The typical homeowner’s policy covers bodily injury, the sort of claim that arises when the mail carrier slips on your broken front stoop. But many wealthy Americans, with assets to protect, often pay for enhanced “personal injury” clauses or umbrella policies that provide coverage in a range of other circumstances, including lawsuits that accuse the policy holder of defamation. Two decades ago, the insurance industry estimated that seven million people in the United States held such umbrella policies, although the Insurance Information Institute said it does not have current estimates.

Umbrella clauses are common in a number of legal instruments. While contracts typically specify some obligations rather precisely (“Smith will deliver X amount of corn to Jones on X date”), drafters often include some vague terms that can be stretched to cover unanticipated events.

Umbrella provisions allow judges and other adjudicators to fill in gaps in the contractual canvas, and to take account formal commitments between the parties that showed up in other legal instruments.

The problem becomes when the gaps swallow the canvas. Legal scholar Raul Pereira de Souza Fleury recently examined the umbrella clause under investment treaties, and found that investment arbitrators had ruled all over the map:

For the tribunals in Joy Mining v Egypt and CMS v Argentina, the key factor that would decide whether the contract breach should be equated to a treaty breach was the nature and magnitude of the State’s interference with the contract.

On the other hand, tribunals dealing with identical umbrella clauses in similar cases reached the opposite conclusion, giving full effect to the umbrella clause. In SGS v Philippines… the tribunal held that Philippines’ obligation to pay the sums owed to SGS, arising out of a service contract, fell within the scope of the BIT’s umbrella clause. According to the tribunal, the umbrella clause ‘provide[s] assurances to foreign investors with regard to the performance of obligations assumed by the host State under its own law with regard to specific investments’….

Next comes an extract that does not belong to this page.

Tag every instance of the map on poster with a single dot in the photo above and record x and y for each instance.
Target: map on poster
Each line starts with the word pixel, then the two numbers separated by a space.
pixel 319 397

However, the broadest and more literal applications of the umbrella clause were made in Eureko v Poland… In Eureko the tribunal … held that:”[T]he plain meaning – the “ordinary” meaning – of a provision prescribing that a State “shall observe any obligations it may have entered into” with regard to certain foreign investments is not obscure. The phrase “shall observe” is imperative and categorical. “Any” obligations is capacious; it means not only obligations of a certain type, but “any” – that is to say, all obligations entered into with regards to investments of investors of the other Contracting Party.”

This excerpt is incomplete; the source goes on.